Uno de los delitos por el que el ministro José Luis Ábalos se sentará en el banquillo de los acusados a partir del 7 de abril es el de malversación de caudales públicos. Se le acusa de haber enchufado a su ex pareja Jésica Rodríguez en dos empresas públicas dependientes, en última instancia, del ministerio que dirigía.
En su declaración en el Tribunal Supremo, Jésica Rodríguez aseguró que no fue ni un día a trabajar, que cobraba un sueldo por no hacer nada. Ahora, un informe remitido al Alto Tribunal por una de las empresas que la contrató certifica este extremo y apuntala el delito de malversación por el que podría acabar sentenciado el ex ministro actualmente en prisión.

Jésica Rodríguez mantuvo una relación laboral entre marzo de 2019 y marzo de 2021 con Tragsatec y la auditoría realizada recoge en sus conclusiones que se la contrató sin que conste “la realización de la entrevista técnica obligatoria”.
Además, acredita “carencias en la supervisión de la presencia y desempeño de la trabajadora en su puesto, en gran parte debido a la presión ejercida por el cliente”. Esto es, no acudía a trabajar y no presentaba informes de trabajo, pero nadie le decía nada porque “el cliente” que era Adif, dependiente del ministerio de Transportes, ejercía presión.

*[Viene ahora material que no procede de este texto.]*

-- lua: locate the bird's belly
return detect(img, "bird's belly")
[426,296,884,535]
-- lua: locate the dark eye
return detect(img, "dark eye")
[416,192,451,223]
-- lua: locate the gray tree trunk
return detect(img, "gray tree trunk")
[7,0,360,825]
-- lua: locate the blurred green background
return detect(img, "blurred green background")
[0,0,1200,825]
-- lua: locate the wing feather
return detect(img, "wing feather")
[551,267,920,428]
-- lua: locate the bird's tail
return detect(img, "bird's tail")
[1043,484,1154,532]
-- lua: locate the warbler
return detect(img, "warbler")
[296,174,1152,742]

En concreto la presión era ejercida por Isabel Pardo de Vera, entonces presidenta de Adif y también imputada en el caso en la pieza que se instruye en la Audiencia Nacional. Se sospecha que participó de los tejemanejes entre Koldo García y José Luis Ábalos para obtener comisiones ilícitas de la adjudicación de obra pública y la contratación de material sanitario.
En las conversaciones que recoge el informe de Tragsatec señalan una que tuvo lugar en el seno de una reunión de los encargados de recursos humanos. Una supervisora apuntaba que a su superior le había llamado Pardo de Vera diciendo que “qué pasa con Tragsa que estamos obligando a Jesica a hacer muchas cosas”. La respuesta ante su superior fue que llevaba semanas sin saber de ella, pero advertía que la llamada de la presidenta de Adif ponía de manifiesto “que tenían que ser conscientes de qué iba esto”.
En otra de las comunicaciones antes de su contratación se refieren a ella como la “sobrina del ministro” y cuando empezó a no fichar los encargados empezaron a hablar de “un asunto delicado entre manos”. Se desprende que había cierto temor a manifestarse de manera interna en la empresa por la situación de la entonces pareja del ex ministro.

Hubo una supervisora que sí reclamó a Jésica Rodríguez los partes de trabajo y cuando los hacía de manera esporádica se jactaban entre ellos: “La señora Jesica ha tenido a bien hacer el parte ella sola y sin acosarle ni nada”, decían en uno de los mensajes.
El informe de 522 páginas, en el que Tragsatec se pone como objetivo revisar sus mecanismos para que no se vuelva a dar un episodio así, apuntala el delito de malversación en el que pudo incurrir José Luis Ábalos aprovechando su influencia para que su pareja sentimental cobrase un sueldo público.
“Jose me corta los huevos”
Además, certifica las sospechas de la UCO que en un informe ya reseñó mensajes incautados a Koldo García en los que apreciaron indicios de ese enchufe.
En una de las conversaciones el ex asesor de Ábalos le decía a Pardo de Vera: “Sólo una cosa: que llamen a la chica para que inicie los trámites de la contratación como administrativa de Yoseba (sic), que, si no, Jose me corta los huevos“. A lo que Pardo de Vera le respondía: “Están ya con ello, mañana la llaman. No se puede dar de alta [a alguien] sin seguir un procedimiento”.